The artist Lisa Milroy writes about her painting Ugliness. The painting is on loan from the artist and is located in the Mall Room.

Ugliness, 2005, oil on canvas, 204 x 165cm, ©Lisa Milroy

Ugliness, 2005, oil on canvas, 204 x 165cm, ©Lisa Milroy

Viewers often ask two questions about my painting ‘Ugliness, 2005’: Why the title? Why is the bottom edge of the primed canvas left unpainted?

The short answer

1.  The title: to challenge the viewer textually with the suggestion of something off-putting in tandem with an image that can be considered visually attractive.

2. The unpainted canvas strip: to invite the viewer to reflect on their experience of ‘looking’ at a painting in relation to ‘making’.

The long answer

In the mid-2000s, the nature of contemplating a painting became a focus in my work and to explore this subject, Japanese ceramics seemed the perfect visual motif. As if to slow down time itself in looking at a painting, I developed a slow approach to making my still life depictions of Japanese vases, flasks and tea bowls - rather than employ my customary gestural technique, which resulted in the flattening of an object, I modulated the paint to portray a vase or flask in the round, which also allowed me to shape and define pictorial space. I built up a depiction gradually through thinly applied layers of paint, the final top surface underpinned by a number of lost surfaces that to my mind, represented multiple versions of the same object moving through time. As each layer of paint covered up the layer underneath, it simultaneously added to and destroyed a bank of visual information, entwining loss and gain in material sensual form. The accumulating bands of paint also reminded me of the strata of earth in an archaeological dig. 

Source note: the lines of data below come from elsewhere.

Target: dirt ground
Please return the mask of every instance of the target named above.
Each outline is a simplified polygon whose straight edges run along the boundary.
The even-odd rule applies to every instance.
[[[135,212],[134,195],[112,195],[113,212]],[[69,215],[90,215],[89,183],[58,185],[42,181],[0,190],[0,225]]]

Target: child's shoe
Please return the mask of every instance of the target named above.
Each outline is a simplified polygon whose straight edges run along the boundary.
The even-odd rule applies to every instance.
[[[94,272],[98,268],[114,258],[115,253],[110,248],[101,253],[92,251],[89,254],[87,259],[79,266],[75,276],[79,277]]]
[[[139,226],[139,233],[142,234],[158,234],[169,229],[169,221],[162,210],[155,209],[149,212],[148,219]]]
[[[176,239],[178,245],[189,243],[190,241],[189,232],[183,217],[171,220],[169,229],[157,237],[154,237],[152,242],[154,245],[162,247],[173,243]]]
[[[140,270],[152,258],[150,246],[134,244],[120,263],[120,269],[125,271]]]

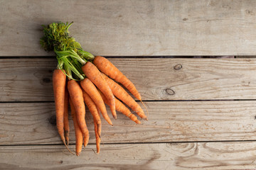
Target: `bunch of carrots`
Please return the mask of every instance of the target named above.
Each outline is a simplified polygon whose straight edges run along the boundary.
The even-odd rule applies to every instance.
[[[110,106],[114,119],[117,118],[117,110],[137,124],[141,123],[125,105],[141,118],[147,120],[147,117],[140,106],[118,84],[124,86],[143,104],[142,97],[132,82],[107,59],[101,56],[95,57],[84,51],[81,45],[69,35],[68,28],[72,23],[60,22],[43,26],[44,35],[40,42],[46,51],[54,51],[58,60],[57,69],[53,75],[53,85],[58,133],[71,152],[68,147],[70,106],[75,131],[75,152],[79,156],[82,143],[86,147],[89,142],[85,105],[93,117],[97,153],[100,153],[101,140],[100,113],[108,124],[113,125],[107,113],[105,103]]]

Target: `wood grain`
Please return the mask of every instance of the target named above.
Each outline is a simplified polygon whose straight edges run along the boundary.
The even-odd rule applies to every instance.
[[[0,1],[0,56],[42,56],[42,24],[74,21],[94,55],[253,55],[256,1]]]
[[[110,60],[134,82],[143,100],[255,99],[256,59]],[[53,101],[55,59],[0,61],[0,101]]]
[[[136,125],[118,113],[114,127],[102,119],[102,143],[254,140],[255,101],[145,102],[149,120]],[[0,145],[61,144],[53,103],[0,103]],[[92,118],[86,121],[95,143]],[[70,120],[70,143],[75,142]]]
[[[63,146],[0,147],[3,169],[245,169],[256,166],[256,142],[88,145],[79,157]],[[74,150],[74,145],[70,145]],[[22,159],[21,159],[22,158]]]

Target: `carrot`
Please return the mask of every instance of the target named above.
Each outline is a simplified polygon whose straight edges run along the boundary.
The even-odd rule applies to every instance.
[[[65,72],[63,70],[63,72]],[[66,76],[61,69],[55,69],[53,75],[54,101],[56,110],[56,126],[62,141],[64,137],[64,101]]]
[[[96,148],[97,148],[97,153],[100,153],[100,134],[98,133],[99,127],[96,123],[97,120],[94,119],[94,125],[95,125],[95,138],[96,138]]]
[[[99,93],[97,91],[97,93]],[[89,108],[90,112],[92,113],[93,120],[96,123],[97,126],[100,126],[101,120],[100,115],[98,114],[98,110],[95,103],[93,102],[90,96],[85,91],[82,91],[82,96],[85,100],[85,103]],[[98,132],[97,132],[98,133]]]
[[[97,91],[97,93],[99,93]],[[100,95],[100,94],[99,94]],[[93,102],[90,96],[85,91],[82,91],[82,96],[84,97],[85,103],[89,108],[90,112],[93,117],[93,122],[95,125],[95,132],[96,138],[96,147],[97,153],[100,153],[100,133],[101,133],[101,120],[100,117],[100,110],[97,108],[95,103]],[[101,97],[101,96],[100,96]]]
[[[142,108],[129,95],[129,94],[117,83],[110,79],[107,76],[102,73],[102,77],[106,80],[107,84],[110,86],[111,91],[114,95],[130,107],[135,111],[139,117],[144,120],[147,120]]]
[[[86,147],[89,142],[89,131],[85,123],[85,106],[82,97],[82,91],[78,83],[75,80],[68,81],[68,89],[76,112],[79,127],[84,137],[84,146]]]
[[[107,59],[97,56],[93,60],[93,64],[102,72],[105,73],[117,82],[122,84],[138,100],[142,101],[139,91],[136,89],[134,84],[128,79],[112,63]]]
[[[72,103],[71,99],[69,100],[71,110],[71,116],[74,123],[75,133],[75,153],[77,156],[79,156],[80,153],[82,151],[82,132],[81,129],[79,127],[77,115],[75,113],[75,109],[74,105]]]
[[[100,108],[100,110],[103,115],[103,118],[107,120],[107,122],[110,125],[113,125],[110,117],[107,115],[106,106],[104,104],[102,98],[101,97],[100,94],[99,94],[99,91],[97,91],[97,88],[93,84],[93,83],[89,79],[85,78],[85,79],[81,81],[80,84],[85,91],[83,91],[83,94],[85,94],[83,97],[84,97],[85,103],[87,105],[87,106],[89,107],[89,106],[92,105],[92,104],[90,104],[92,103],[90,101],[89,101],[90,99],[92,99],[93,101],[92,103],[94,102],[96,104],[97,107],[98,107]],[[86,97],[86,98],[85,98],[85,97]],[[90,99],[89,99],[89,98],[90,98]],[[88,102],[87,102],[88,104],[86,102],[86,99],[87,99],[87,101],[88,101]],[[93,103],[93,104],[94,104],[94,103]],[[89,109],[90,109],[90,108],[89,108]],[[95,106],[95,109],[96,109],[96,106]],[[92,113],[92,111],[91,111],[91,113]]]
[[[68,123],[68,98],[69,95],[68,88],[65,88],[64,100],[64,135],[68,145],[69,143],[70,132],[70,127]]]
[[[66,81],[66,76],[64,72],[64,70],[55,69],[53,74],[53,86],[56,110],[56,126],[61,140],[68,150],[72,153],[65,143],[64,136],[64,103]]]
[[[114,97],[107,82],[102,78],[100,72],[91,62],[87,62],[82,67],[82,70],[85,76],[95,84],[95,86],[103,93],[110,103],[110,110],[114,118],[117,118],[115,111]]]
[[[110,103],[109,103],[108,101],[107,100],[106,97],[104,96],[104,95],[102,93],[100,93],[100,95],[102,95],[104,102],[106,104],[109,105]],[[137,124],[141,124],[141,122],[137,119],[137,118],[134,114],[132,114],[130,112],[130,110],[121,101],[119,101],[116,98],[114,98],[114,101],[115,101],[116,109],[117,111],[125,115],[129,119],[131,119],[132,121],[135,122]]]

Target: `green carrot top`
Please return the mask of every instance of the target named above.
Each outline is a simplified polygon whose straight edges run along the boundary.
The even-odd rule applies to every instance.
[[[55,52],[58,68],[65,69],[70,79],[82,80],[85,75],[81,67],[95,57],[84,51],[80,44],[69,35],[68,28],[72,23],[59,22],[43,26],[44,35],[40,39],[40,44],[46,51]]]

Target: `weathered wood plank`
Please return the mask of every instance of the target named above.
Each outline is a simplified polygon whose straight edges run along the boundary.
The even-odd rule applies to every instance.
[[[256,59],[110,60],[134,83],[144,100],[255,99]],[[53,101],[55,60],[0,61],[1,101]]]
[[[41,25],[70,32],[100,55],[255,55],[256,1],[0,1],[0,56],[48,55]]]
[[[255,101],[162,101],[146,105],[149,120],[142,120],[142,125],[122,114],[117,120],[112,118],[114,127],[102,120],[102,142],[256,140]],[[0,103],[0,144],[62,143],[55,125],[53,103]],[[93,143],[92,118],[87,113],[90,143]],[[70,123],[70,143],[74,143],[73,121]]]
[[[3,169],[245,169],[256,167],[256,142],[88,145],[79,157],[63,146],[0,147]],[[74,145],[70,145],[75,149]],[[21,159],[22,158],[22,159]]]

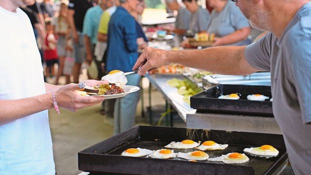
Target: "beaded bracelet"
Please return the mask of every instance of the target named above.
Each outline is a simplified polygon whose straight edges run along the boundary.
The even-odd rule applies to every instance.
[[[53,104],[54,106],[54,108],[57,114],[59,114],[59,109],[58,108],[58,106],[57,106],[57,102],[56,102],[56,98],[55,98],[55,92],[54,91],[52,92],[52,100],[53,100]]]

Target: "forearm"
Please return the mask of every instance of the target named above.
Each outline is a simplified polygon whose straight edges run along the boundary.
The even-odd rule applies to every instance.
[[[0,124],[53,107],[51,92],[28,98],[0,100]]]
[[[229,44],[242,41],[247,38],[250,34],[249,28],[245,28],[236,30],[233,33],[222,37],[220,45]]]
[[[248,74],[258,70],[244,57],[245,46],[213,47],[202,50],[171,51],[165,56],[169,62],[222,74]]]

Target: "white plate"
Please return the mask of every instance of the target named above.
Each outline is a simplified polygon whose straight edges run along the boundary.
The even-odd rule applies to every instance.
[[[113,94],[111,95],[89,96],[103,96],[105,98],[105,99],[116,98],[125,96],[130,93],[135,92],[140,89],[137,86],[130,85],[125,85],[122,87],[122,88],[123,88],[123,90],[124,91],[124,93]]]

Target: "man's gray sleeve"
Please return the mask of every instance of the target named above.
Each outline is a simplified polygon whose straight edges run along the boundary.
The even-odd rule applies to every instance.
[[[256,42],[248,46],[244,56],[255,68],[270,72],[272,34],[269,33]]]
[[[311,17],[301,18],[301,30],[297,31],[303,37],[291,41],[292,46],[291,62],[292,81],[296,88],[297,98],[304,124],[311,124]]]

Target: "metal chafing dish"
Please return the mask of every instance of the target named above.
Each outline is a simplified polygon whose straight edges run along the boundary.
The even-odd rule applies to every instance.
[[[162,160],[120,156],[128,148],[156,150],[164,148],[171,142],[185,139],[195,142],[212,140],[229,144],[224,150],[206,152],[211,158],[232,152],[243,153],[245,148],[264,144],[273,146],[279,154],[269,158],[247,155],[249,162],[236,164],[207,160],[192,162],[180,158]],[[175,149],[174,152],[195,150]],[[78,156],[79,170],[96,174],[277,174],[287,164],[287,158],[284,140],[279,134],[149,126],[136,126],[80,152]]]

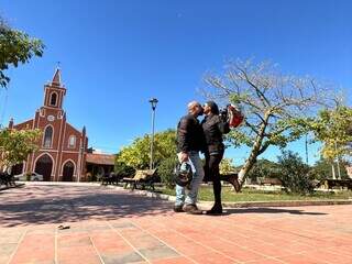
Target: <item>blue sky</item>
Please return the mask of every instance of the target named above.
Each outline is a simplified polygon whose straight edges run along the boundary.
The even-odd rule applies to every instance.
[[[42,106],[61,62],[65,110],[89,144],[106,152],[151,131],[148,98],[160,100],[156,131],[175,128],[208,70],[230,58],[271,59],[284,73],[352,87],[352,2],[348,0],[1,0],[0,14],[46,45],[42,58],[10,69],[0,122],[21,122]],[[346,97],[351,105],[351,96]],[[290,148],[304,152],[301,141]],[[309,148],[316,160],[317,146]],[[278,154],[270,148],[263,157]],[[228,150],[237,163],[244,150]]]

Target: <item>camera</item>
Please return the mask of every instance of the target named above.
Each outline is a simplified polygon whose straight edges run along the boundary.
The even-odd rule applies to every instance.
[[[230,128],[239,127],[244,120],[241,110],[232,105],[228,105],[226,108],[220,109],[219,112],[220,118],[223,122],[229,122]]]
[[[219,109],[219,116],[222,119],[222,121],[227,122],[229,120],[229,105],[224,108]]]

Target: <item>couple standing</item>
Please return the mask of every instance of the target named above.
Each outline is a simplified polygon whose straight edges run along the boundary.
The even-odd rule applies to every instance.
[[[222,178],[219,173],[219,164],[224,152],[222,135],[230,132],[229,122],[220,116],[219,108],[213,101],[208,101],[204,107],[197,101],[191,101],[187,107],[188,114],[183,117],[177,125],[177,153],[179,162],[190,162],[195,172],[187,195],[185,187],[176,185],[174,211],[202,213],[196,204],[199,185],[206,178],[206,180],[212,182],[215,196],[215,205],[207,211],[207,215],[221,215],[220,180],[228,180],[237,191],[240,190],[237,176]],[[199,122],[197,118],[202,114],[206,117]],[[205,166],[201,164],[199,152],[205,153]]]

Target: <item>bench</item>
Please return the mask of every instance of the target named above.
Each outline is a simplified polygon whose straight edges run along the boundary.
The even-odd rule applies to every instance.
[[[123,177],[117,175],[116,173],[106,174],[101,177],[101,185],[118,185],[119,182],[122,180]]]
[[[332,187],[345,187],[352,189],[352,179],[324,179],[322,186],[327,189]]]
[[[278,178],[257,178],[260,185],[283,185],[283,182]]]
[[[155,190],[154,184],[160,183],[160,177],[156,175],[156,168],[154,169],[138,169],[133,177],[124,177],[122,179],[124,183],[124,188],[130,186],[132,190],[145,189],[145,187],[150,187],[152,190]]]

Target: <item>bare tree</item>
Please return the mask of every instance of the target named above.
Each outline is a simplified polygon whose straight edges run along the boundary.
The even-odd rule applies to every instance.
[[[267,62],[230,62],[224,73],[208,74],[205,81],[207,98],[234,103],[245,114],[244,124],[228,136],[230,144],[251,148],[239,173],[241,185],[258,155],[271,145],[285,147],[299,139],[307,132],[309,116],[328,103],[329,87],[310,77],[283,75]]]

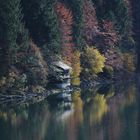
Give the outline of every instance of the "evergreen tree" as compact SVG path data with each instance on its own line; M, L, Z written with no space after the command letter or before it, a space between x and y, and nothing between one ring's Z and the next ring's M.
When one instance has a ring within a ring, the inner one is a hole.
M72 9L74 24L73 35L75 46L78 49L82 49L83 42L83 4L84 0L64 0Z
M45 46L46 51L58 54L60 35L55 2L56 0L22 0L22 5L26 27L34 42Z
M1 52L7 60L8 66L17 61L18 34L21 28L21 5L20 0L1 0L0 3L0 42Z

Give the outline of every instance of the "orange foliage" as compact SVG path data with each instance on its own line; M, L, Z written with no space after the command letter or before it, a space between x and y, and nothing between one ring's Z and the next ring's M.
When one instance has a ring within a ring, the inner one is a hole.
M62 58L66 63L71 64L74 46L72 37L72 12L60 2L56 4L56 11L59 19L59 27L61 33Z

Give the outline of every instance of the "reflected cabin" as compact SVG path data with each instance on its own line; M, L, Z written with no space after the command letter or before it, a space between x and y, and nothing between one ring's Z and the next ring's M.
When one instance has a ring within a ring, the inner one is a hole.
M50 66L50 76L57 81L70 79L72 68L62 61L53 62Z

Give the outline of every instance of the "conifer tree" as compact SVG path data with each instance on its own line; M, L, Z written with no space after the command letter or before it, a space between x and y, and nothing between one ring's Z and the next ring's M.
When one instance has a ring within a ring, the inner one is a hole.
M21 29L20 0L1 0L0 3L0 42L2 56L7 60L8 66L17 61L18 34ZM4 59L3 59L4 60Z
M83 4L84 0L66 0L73 12L74 24L74 43L75 47L82 49L84 42L83 36Z
M24 20L34 42L58 54L60 35L55 4L56 0L22 0Z

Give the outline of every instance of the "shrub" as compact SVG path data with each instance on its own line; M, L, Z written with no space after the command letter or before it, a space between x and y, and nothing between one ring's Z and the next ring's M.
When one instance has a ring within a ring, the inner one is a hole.
M123 54L124 69L128 72L135 71L135 56L132 53Z
M90 74L103 72L105 57L96 48L87 46L81 58L85 72Z

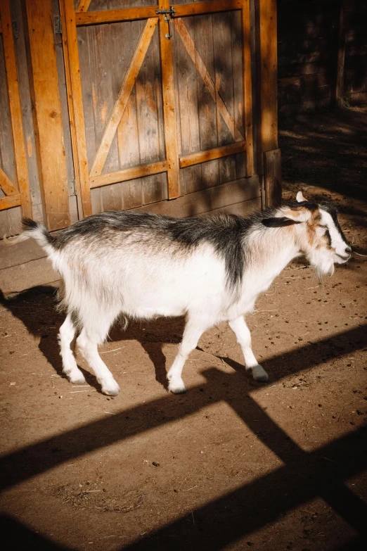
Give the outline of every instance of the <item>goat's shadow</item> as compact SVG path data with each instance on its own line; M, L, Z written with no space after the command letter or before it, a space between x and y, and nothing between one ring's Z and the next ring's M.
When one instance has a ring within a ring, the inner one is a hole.
M0 303L22 321L29 332L39 338L39 348L58 375L63 376L58 334L65 315L56 310L57 289L39 286L9 298L0 291ZM155 320L129 322L124 329L116 323L109 334L109 341L136 340L148 353L155 371L155 379L167 388L166 357L162 351L165 343L181 342L184 317L159 318ZM89 384L99 389L96 377L78 366Z
M39 338L39 348L47 361L59 375L63 375L59 354L58 334L65 315L57 311L57 289L53 286L41 286L20 293L13 298L6 298L0 291L0 303L20 319L29 332ZM111 330L112 341L138 341L148 353L155 369L155 379L167 388L166 357L162 346L166 343L179 343L185 324L184 317L158 318L155 320L131 322L126 329L115 325ZM344 334L307 345L262 362L271 381L289 374L301 373L321 361L326 361L352 353L367 345L366 326L349 329ZM199 347L197 347L199 350ZM218 355L230 367L243 374L243 381L247 389L262 386L245 374L243 365L231 357ZM214 362L213 357L213 362ZM99 391L96 377L89 371L80 368L86 380Z

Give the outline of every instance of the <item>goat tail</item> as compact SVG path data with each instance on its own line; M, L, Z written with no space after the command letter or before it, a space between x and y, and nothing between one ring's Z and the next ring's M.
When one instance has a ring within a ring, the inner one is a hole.
M53 237L50 232L45 228L43 224L39 222L34 222L30 218L22 219L22 233L15 237L6 238L4 236L4 241L6 245L15 245L30 237L32 237L37 241L42 248L48 254L55 250L56 239Z

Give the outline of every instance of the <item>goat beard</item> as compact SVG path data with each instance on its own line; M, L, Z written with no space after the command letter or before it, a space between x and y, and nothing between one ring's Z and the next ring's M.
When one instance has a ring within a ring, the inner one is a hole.
M334 273L334 264L328 262L321 262L314 267L318 279L322 283L323 276L332 276Z

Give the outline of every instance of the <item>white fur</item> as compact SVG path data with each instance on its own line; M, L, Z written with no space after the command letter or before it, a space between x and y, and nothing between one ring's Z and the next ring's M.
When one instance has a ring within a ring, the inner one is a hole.
M278 213L281 217L289 214L286 209ZM269 289L282 270L301 254L321 275L333 270L334 262L345 261L346 244L330 215L322 211L322 224L328 225L330 233L331 252L308 242L307 219L302 221L298 217L301 223L282 229L281 234L278 228L265 229L260 225L250 232L245 238L242 282L235 289L226 285L224 261L207 242L182 254L171 255L163 249L149 255L143 240L136 245L134 231L127 234L122 249L97 245L96 249L89 250L83 248L82 240L57 249L38 229L27 232L17 239L35 237L46 251L54 270L62 276L63 302L69 313L60 329L60 353L63 372L71 382L84 382L73 353L78 328L77 346L94 370L102 392L115 395L119 386L99 356L97 346L105 341L119 315L151 319L186 315L182 342L167 374L169 390L180 393L185 391L181 374L188 355L205 331L223 321L229 322L236 334L246 369L255 380L268 380L252 353L244 316L253 310L259 294ZM326 230L316 231L321 236ZM72 312L77 312L77 327Z

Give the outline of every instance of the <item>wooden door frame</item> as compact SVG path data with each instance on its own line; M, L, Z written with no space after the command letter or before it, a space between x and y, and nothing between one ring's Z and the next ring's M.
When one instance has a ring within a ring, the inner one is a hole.
M169 0L160 0L158 6L122 8L116 10L105 10L101 11L87 11L91 0L80 0L76 10L73 0L59 0L62 23L63 29L63 48L65 60L66 82L68 89L68 105L70 112L72 144L75 158L75 179L78 203L81 217L91 214L91 200L90 190L94 187L100 187L113 183L121 182L143 176L167 173L168 198L176 198L179 195L179 169L186 166L203 163L214 158L246 152L247 175L251 177L254 174L254 155L252 139L252 97L251 79L251 45L250 45L250 0L214 0L212 2L199 2L193 4L175 5L174 24L178 33L185 33L184 25L180 25L181 18L189 15L204 15L207 13L219 13L240 10L242 14L243 28L243 105L245 137L235 143L215 148L207 151L200 151L193 155L181 156L179 158L177 145L177 129L174 106L174 87L173 76L173 60L172 42L165 38L167 32L167 23L162 15L156 13L157 9L168 9ZM180 19L178 19L178 18ZM86 158L86 139L85 135L83 102L82 95L82 83L79 52L77 47L77 27L78 26L96 25L98 23L121 22L131 20L147 20L146 27L143 32L136 46L129 67L125 75L124 82L115 106L112 108L110 119L105 129L103 137L97 150L97 154L90 172L89 171ZM120 122L120 118L123 113L129 96L129 91L132 89L135 79L139 73L139 69L144 57L144 51L150 43L153 31L159 21L160 46L161 54L161 69L162 79L162 101L165 128L165 146L166 160L148 165L141 165L137 167L124 169L107 175L101 175L104 160L108 153L109 145L114 135L114 129ZM186 35L187 39L187 35ZM185 37L184 37L185 40ZM185 43L185 42L184 42ZM195 47L195 46L194 46ZM192 48L192 44L188 44L186 48ZM190 52L189 52L190 53ZM198 55L196 53L195 55ZM140 65L139 65L140 63ZM205 73L203 64L201 69L204 82L210 92L213 88L208 75ZM201 74L201 72L199 70ZM215 91L211 91L214 100L220 96ZM223 103L223 102L222 102ZM224 109L226 110L226 108ZM223 112L226 120L225 113ZM229 113L228 113L229 115ZM229 115L229 119L231 115ZM229 120L228 119L228 120ZM233 121L229 120L229 126ZM233 132L233 139L235 139Z
M0 210L20 206L22 215L32 217L32 200L24 141L22 108L18 82L10 0L1 0L0 1L0 33L3 36L6 84L17 179L17 183L12 182L0 167L0 186L6 196L0 198Z

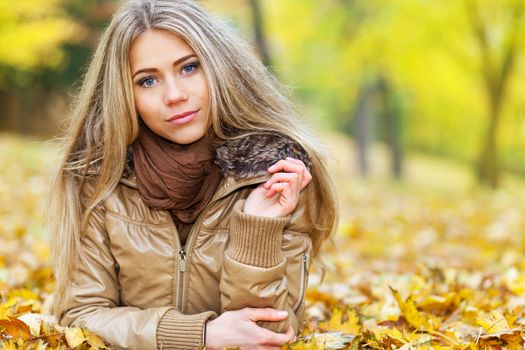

Whenever I encounter a Japanese pot or flask on display in a museum, the object and its presentation focuses my gaze in a particular way and I love the feeling of how it slows me down, slows down my sense of looking. Within the museum setting, the flask is of course devoid of its usual function in everyday life, and has no metaphoric value: it is simply a marvellous object to behold. The longer I look, the more I open up to a life-affirming excitement that I locate generally in the pleasure of looking. This intense visual engagement with the object’s appearance speaks to my bodily self and triggers a heightened sense of the present moment, which makes me feel very ‘alive’. In selecting Japanese ceramics as motifs for my paintings, I wanted to embody this particular uplifting experience that derives from a sustained pleasurable deep sense of looking.

However, away from the museum display and back in my studio, my aim to materialise this celebratory aspect of looking became complicated. My painting of a flask immediately took on a metaphoric value: as a container with both an external surface that could be visually accounted for, and an internal space that remained withheld, the flask evoked a number of relational pairings fundamental to my practice: notions of presence/absence, seen/unseen, known/not known, light and dark. In grappling with my painting, I felt the positive uplift of presence, of being joyfully held in the present, mesh with an existential anxiety stirred by a sense of loss or absence stemming from the past.

For months on end I painted Japanese flasks and tea bowls, quietly absorbed in a philosophical meditation on the subject of presence and absence through the pleasure of making and looking. I felt enthralled by the gorgeousness of paint and of the objects themselves, roused by the dance between beauty and sadness. Eventually this absorption began to dissolve. It was as if the ‘absence’ component of the painting began to overwhelm the ‘presence’ component, a sense of sadness, or longing, ballooning in my mind. Instead of feeling grounded by the factual certainty represented by the exteriority of the flask, a nervousness set in, triggered by imagining what might lurk within the flask’s interior. Perhaps those beautiful flasks contained something unbearable. To my eye, the forms of the four flasks in ‘Ugliness’ have an unappealing monumental awkwardness. I seem to have re-routed my unease about some unendurable thing skulking within the flask’s concave interior through to its convex exterior form.

It was an interesting challenge to paint something I found visually unattractive with painterly empathy. I wanted to mildly test the viewer by entitling the painting ‘Ugliness’ to echo my attempt at holding her or his gaze through my loving touch with paint while subjecting her or him to something uncomfortable. Perhaps I was asking myself: will I still be loved if my own inner forms of ugliness are revealed to one and all? How can I continue to grow my love for the world and give to it in the face of all its uglinesses?

The strip of primed canvas along the bottom edge of ‘Ugliness’ showcases the visible edge of the painted background not tied to illusion as well as drips of paint that fell from my brush as I worked, shifting the painting from a highly-charged something to an emptied-out nothing. It evokes the ‘absence’ component of the painting, a material counterpart to the ‘presence’ component, which lies above in the body of crafted paint. This unworked dripped-on area also keys the performative ‘making’ aspect of painting. It interrupts the viewer’s engagement in contemplating the depiction of flasks and invites her or him to reflect on their own active sense of looking at a painting, on their imaginative participation, which is a vital collaborative form of making.